Light shed on America’s homeless
October 26, 2010
Homelessness doesn’t just affect drug addicts or the mentally insane. Nor is it a problem exclusive to males or adults.
In fact, Associate Communications Professor Laura Vazquez says that many of America’s homeless are women and children struggling to get by, struggling on the edge of extreme poverty.
In 2006, Vazquez teamed up with activist Diane Nilan to shine light on these realities of the homeless. After four years of traveling to shelters across the country, filming interviews, and editing footage, Vazquez and Nilan are screening their final product: “on the edge,” a one-hour documentary following the lives of homeless women.

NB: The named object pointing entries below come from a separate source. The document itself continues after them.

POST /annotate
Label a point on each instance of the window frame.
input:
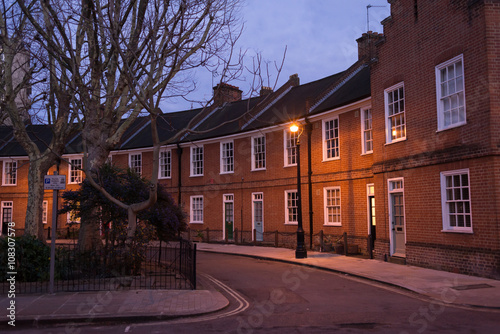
(197, 167)
(364, 131)
(75, 174)
(192, 214)
(288, 208)
(226, 162)
(445, 201)
(440, 99)
(135, 167)
(325, 206)
(388, 123)
(335, 139)
(167, 166)
(45, 212)
(290, 148)
(13, 171)
(254, 159)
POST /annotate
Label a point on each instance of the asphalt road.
(273, 297)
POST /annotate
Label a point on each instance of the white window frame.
(9, 177)
(366, 132)
(3, 205)
(45, 211)
(194, 213)
(165, 170)
(458, 85)
(447, 227)
(335, 139)
(289, 209)
(326, 206)
(75, 173)
(389, 131)
(290, 147)
(134, 163)
(197, 160)
(227, 160)
(259, 157)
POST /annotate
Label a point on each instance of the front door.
(228, 216)
(397, 218)
(258, 216)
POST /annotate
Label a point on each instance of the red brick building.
(403, 146)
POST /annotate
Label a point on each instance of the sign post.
(56, 183)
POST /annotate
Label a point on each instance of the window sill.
(457, 125)
(458, 231)
(396, 141)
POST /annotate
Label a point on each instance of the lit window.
(450, 93)
(292, 207)
(455, 197)
(331, 139)
(196, 210)
(165, 164)
(227, 157)
(135, 163)
(259, 153)
(395, 113)
(197, 161)
(9, 173)
(290, 148)
(75, 171)
(366, 126)
(332, 206)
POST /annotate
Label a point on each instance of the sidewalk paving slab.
(146, 305)
(441, 286)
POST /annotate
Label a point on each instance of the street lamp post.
(300, 252)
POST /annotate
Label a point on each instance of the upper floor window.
(165, 164)
(455, 198)
(75, 171)
(291, 207)
(196, 160)
(331, 139)
(259, 153)
(9, 173)
(227, 157)
(450, 93)
(366, 128)
(290, 148)
(135, 163)
(395, 122)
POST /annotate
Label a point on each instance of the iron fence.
(159, 265)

The film’s premier will be held for free at 7:15 p.m. Friday, Oct. 29, in Madden Theatre at North Central College in Naperville. Vasquez is planning on holding a DeKalb screening on Nov. 20.
The Northern Star had a chance to talk to Vazquez and Nilan before Friday’s premier.
Northern Star: How did the project get started?
Laura Vazquez: Diane knew Tom Parisi, who’s in public affairs, and Tom said to me ‘I would like to introduce you to Diane Nilan.’ Tom knew Diane from Aurora, because he wrote for the beat there and Diane is a shelter director in Aurora. Diane came over and she walked in with this box of mini-DV tapes of interviews that she had done of children who were homeless, and she asked me if she thought there was anything we could do with this material, so we put together our first project which is “My Own 4 Walls” and it’s all interviews with children. Some of it is used as training modules for teachers who deal with homeless children who don’t quite understand the problems and don’t know what it means to be homeless but have to go to school everyday. We had a lot of good responses from that piece, and I suggested that we work on one that would contextualize what the children were saying. How did their homelessness comes about? Where were their parents? What were the parents trying to do?
NS: Do you feel these women are representative of the entire homeless population?
Diane Nilan: They’re representative of a good number. It’s not the extreme; it’s not the women who are so absolutely shattered by their experience of homelessness. It’s the middle spectrum of women who have experienced a lot of the things that are very common to homeless women; domestic violence. We had one woman who was in the military who had issues of domestic violence with her husband. Sexual abuse and other forms of trama, and poverty and a family relationship that has disintegrated, which was their safety net which is where most of us would turn.
LV: One of the problems that we tried to get at in this film is inter-generational poverty, and inter-generational homelessness because if you grow up in a shelter, and your roots are tenuous then it’s easier to lose that hold again because you don’t have a strong network, a strong support system. It’s a complicated situation. We need to intervene in that cycle of homelessness and poverty so that we can create a stable environment for these children to grow up.
NS: One of the stereotypes of the homeless is that they’re mentally unstable. Are you finding this to be inaccurate?
LV: The stereotype is male, mental instability, drug addict. A lot of people think that is the typical homeless person, but the typical homeless person is actually a child. That’s the most common, and we, as a society, are ignoring that.
DN: Congress has been bamboozled by that, so they have no sense of urgency to address the issue of homelessness systemically, because they don’t see it as one that affects families and vulnerable children. One of my underlying motivations in this film was to have a tool that can dispel the myths, and to get people a little more upset about the fact that we have millions of homeless children, women, and teens on the streets.
LV: We’re hoping to shine a light in the darkness here. We want to see a way which our social service system, our government, and our resources are shifted, repositioned to accommodate this population.
NS: What can we do about homelessness?
LV: I think, as an institution, we need to have a social-consciousness that says we need to figure out how to help you get through and get an education. If you come to us having experienced homelessness as a 15, 16, 17, 18-year-old, we want you to get an education, because if you get an education, maybe you won’t go back to that.
NS: What do you hope viewers of the will do?
LV: I hope they do things, like help us change the policy. The young people that see this film are tomorrow’s leaders. They are the ones that need to know that this is a bigger issue that needs to be addressed in a way that provides more services to help these women support and sustain themselves as they get their children.
DN: My organization is called Hear Us, and it’s an organization that raises awareness but also we try to set up ways people can get involved. We encourage people to volunteer, to contact their legislature, and do a number of things that can alleviate some of the hardships.